Лена вдруг испугалась решимости и холодной злости, прозвучавших в голосе Кости. На миг стало страшно, что многолетняя дружба с ее братом может дать трещину. Она знала, какими упрямыми и твердыми в своей убежденности могут быть оба, и поспешила возразить Косте несмело и сбивчиво:
— Ну что ты? Причем тут Коля? Я ведь сама так решила… сама — в Минск… тут и Николаева, и Дречин… авангардные постановки…
Она потянулась к Косте, заметив боль в темных глазах. Взяла его руку в свои ладони и сжала, пытаясь успокоить, утешить этим жестом.
— Ты не понимаешь, — горько проговорил Костя, за улыбкой скрывая грусть, сменившую боль в его взгляде. — Никто не должен был просить тебя отказаться от твоей мечты…
— Я не отказалась, Котя, — произнесла Лена то, в чем убеждала себя на протяжении последних лет. Правда, только сейчас, рядом с ним, почему-то в это поверилось. Когда его рука лежала в колыбели ее ладоней. — Я просто изменила место, где она воплотится. Только и всего.
— Обещаешь? — спросил он, словно это было для него самым важным в эту минуту — знать, что она обязательно будет танцевать сольные партии. Как она когда-то говорила ему в детстве. Он не дождался ее ответа. Выпростал руку из ее ладоней и отошел на несколько шагов, стал смотреть в тени двора.
— Просто… понимаешь, почему-то так всегда выходит, что кто-то отказывается от своей мечты, чтобы осуществилась другая… Мечта дорогого и близкого человека. Понимаешь? — спросил он глухо, когда обернулся на нее с грустной улыбкой. Лена сначала не поняла, о чем Костя говорит, а потом вспомнила начало разговора и его злость на Колю, потому кивнула согласно.
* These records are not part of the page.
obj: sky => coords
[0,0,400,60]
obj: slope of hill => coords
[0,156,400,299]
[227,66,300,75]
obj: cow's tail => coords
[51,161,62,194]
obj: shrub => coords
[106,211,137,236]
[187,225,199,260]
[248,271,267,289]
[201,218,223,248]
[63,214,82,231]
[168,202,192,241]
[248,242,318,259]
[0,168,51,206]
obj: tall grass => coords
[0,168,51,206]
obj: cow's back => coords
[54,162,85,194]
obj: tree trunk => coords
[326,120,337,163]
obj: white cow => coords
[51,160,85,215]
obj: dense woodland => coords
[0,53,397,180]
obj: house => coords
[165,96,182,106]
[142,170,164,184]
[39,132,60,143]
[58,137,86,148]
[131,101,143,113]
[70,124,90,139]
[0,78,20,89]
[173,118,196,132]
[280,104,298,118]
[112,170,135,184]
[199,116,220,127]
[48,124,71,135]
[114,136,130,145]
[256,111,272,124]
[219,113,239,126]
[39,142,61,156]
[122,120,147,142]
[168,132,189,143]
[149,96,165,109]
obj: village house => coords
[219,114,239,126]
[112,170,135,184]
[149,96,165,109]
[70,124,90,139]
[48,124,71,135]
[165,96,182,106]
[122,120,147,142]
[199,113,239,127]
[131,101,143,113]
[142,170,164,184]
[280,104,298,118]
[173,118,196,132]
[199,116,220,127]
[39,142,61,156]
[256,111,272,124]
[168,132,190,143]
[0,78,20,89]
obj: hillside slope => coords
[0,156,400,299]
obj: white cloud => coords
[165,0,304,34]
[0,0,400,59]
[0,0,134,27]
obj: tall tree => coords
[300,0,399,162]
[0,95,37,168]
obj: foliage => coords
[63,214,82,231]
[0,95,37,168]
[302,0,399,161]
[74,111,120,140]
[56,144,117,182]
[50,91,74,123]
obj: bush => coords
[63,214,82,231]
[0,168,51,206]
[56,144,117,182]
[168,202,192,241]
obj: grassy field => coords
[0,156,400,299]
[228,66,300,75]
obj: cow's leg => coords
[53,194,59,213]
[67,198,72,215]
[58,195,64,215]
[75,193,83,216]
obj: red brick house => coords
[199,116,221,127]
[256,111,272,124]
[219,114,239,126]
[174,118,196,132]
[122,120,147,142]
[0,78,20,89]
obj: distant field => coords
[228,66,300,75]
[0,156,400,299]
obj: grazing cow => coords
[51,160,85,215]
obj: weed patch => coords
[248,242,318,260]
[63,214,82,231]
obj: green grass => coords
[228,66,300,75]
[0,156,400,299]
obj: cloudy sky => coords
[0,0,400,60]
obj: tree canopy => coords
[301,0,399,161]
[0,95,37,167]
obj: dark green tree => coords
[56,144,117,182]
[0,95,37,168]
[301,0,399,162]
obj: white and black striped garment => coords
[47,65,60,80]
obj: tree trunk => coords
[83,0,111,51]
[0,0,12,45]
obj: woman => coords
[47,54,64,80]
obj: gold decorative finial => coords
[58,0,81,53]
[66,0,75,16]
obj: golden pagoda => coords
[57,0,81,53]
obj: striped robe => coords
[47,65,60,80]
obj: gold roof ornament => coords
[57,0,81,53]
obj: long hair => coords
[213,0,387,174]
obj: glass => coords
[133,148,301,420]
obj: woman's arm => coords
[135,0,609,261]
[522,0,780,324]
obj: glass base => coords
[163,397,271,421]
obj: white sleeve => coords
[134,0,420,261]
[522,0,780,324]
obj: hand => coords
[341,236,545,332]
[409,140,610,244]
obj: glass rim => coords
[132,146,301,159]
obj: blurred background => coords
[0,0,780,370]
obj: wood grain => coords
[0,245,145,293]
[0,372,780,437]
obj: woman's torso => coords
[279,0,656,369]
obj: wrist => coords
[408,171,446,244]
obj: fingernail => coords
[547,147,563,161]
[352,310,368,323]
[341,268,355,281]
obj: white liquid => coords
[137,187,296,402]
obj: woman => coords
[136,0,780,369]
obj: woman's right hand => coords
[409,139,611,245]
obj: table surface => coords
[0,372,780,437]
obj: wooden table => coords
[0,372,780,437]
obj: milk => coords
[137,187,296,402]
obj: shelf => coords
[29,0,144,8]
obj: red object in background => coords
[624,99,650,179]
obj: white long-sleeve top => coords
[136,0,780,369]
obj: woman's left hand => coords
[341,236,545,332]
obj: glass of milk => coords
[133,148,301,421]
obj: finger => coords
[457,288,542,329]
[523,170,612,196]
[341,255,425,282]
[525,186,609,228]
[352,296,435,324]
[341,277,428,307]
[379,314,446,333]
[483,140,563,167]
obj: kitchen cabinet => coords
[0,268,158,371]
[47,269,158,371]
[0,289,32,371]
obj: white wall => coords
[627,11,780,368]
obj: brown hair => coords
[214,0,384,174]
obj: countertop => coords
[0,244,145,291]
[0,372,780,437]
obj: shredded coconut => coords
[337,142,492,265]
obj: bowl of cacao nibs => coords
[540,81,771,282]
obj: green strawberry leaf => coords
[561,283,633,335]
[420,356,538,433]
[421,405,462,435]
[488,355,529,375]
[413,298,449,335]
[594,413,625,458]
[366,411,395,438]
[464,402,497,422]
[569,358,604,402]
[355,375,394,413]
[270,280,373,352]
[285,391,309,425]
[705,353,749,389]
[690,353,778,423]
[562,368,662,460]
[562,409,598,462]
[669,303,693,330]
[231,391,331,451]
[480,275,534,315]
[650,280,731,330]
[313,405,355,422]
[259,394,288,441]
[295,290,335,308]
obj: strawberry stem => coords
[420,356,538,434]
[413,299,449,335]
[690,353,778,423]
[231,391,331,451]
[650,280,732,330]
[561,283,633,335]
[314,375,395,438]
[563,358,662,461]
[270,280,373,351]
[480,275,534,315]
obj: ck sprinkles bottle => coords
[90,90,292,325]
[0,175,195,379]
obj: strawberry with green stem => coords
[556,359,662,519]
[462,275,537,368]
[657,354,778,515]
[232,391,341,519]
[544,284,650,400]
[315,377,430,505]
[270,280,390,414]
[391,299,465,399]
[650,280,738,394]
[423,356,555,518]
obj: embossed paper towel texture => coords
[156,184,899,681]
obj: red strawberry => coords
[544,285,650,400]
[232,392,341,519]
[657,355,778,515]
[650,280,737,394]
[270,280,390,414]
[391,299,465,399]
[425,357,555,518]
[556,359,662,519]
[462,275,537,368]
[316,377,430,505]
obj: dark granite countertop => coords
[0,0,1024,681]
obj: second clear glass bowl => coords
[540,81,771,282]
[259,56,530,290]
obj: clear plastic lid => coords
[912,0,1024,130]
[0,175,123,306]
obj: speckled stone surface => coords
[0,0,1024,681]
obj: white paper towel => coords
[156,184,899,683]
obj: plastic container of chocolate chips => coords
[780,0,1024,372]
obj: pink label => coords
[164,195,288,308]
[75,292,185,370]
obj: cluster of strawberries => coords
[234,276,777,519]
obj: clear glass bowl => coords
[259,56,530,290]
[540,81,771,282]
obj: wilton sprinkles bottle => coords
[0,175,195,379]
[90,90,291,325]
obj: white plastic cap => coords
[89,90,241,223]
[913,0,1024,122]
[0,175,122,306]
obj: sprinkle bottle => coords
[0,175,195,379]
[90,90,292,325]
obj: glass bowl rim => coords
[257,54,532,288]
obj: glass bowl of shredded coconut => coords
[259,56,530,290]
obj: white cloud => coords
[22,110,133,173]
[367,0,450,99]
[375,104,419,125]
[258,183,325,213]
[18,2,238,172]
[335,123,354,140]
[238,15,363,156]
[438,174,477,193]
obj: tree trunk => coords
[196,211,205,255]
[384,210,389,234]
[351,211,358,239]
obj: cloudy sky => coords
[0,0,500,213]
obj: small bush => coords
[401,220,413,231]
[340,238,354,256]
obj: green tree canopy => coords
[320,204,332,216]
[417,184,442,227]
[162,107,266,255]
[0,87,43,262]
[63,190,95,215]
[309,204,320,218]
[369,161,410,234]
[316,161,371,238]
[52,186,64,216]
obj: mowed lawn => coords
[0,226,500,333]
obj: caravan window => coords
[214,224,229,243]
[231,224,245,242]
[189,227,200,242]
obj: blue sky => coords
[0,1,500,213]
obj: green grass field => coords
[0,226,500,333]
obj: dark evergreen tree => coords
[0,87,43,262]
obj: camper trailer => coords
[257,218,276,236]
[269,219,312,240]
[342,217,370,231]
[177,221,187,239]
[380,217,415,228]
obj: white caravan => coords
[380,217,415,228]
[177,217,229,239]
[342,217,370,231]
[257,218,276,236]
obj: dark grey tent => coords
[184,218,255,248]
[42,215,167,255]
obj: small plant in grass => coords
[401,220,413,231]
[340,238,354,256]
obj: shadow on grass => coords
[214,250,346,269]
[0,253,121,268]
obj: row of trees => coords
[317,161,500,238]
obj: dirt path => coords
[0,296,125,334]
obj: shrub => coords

— Ничего ты не понимаешь, Прима, — усмехнулся он. А потом, спустя секунду, стал прежним жизнерадостным Костей. Достал из кармана парусиновых брюк маленькое яблоко и бросил ей. Как делал это частенько прежде, стараясь поймать ее на невнимательности. Их особая игра, родившаяся после первой встречи в Москве. Только их двоих.
— Витамины для Примы!
— Котя! — протестующе воскликнула Лена, но яблоко все же поймала в одном мгновении от земли.
— Знаешь, а я скучал по этому имени, — признался он ей с широкой улыбкой. — В Москве я просто Костя. В Норильске буду Константин Павлович. И только тут, в Минске, я Котя…
— В Норильске? — переспросила сбитая с толку Лена.
— Я люблю взрывать, а не строить, помнишь? — пошутил Костя. — По распределению буду разрабатывать месторождение в Сибири. Уезжаю через полтора месяца.
— Когда ты узнал?
— Еще в декабре. Инженер геологической службы Норильского никелевого комбината, — поклонился он шутливо, представляясь по своей первой после обучения должности. — Не хватило мне всего четырех «отлично» в ведомости для работы на кафедре в Москве. Хотя… Я всегда знал, что буду работать далеко от столицы.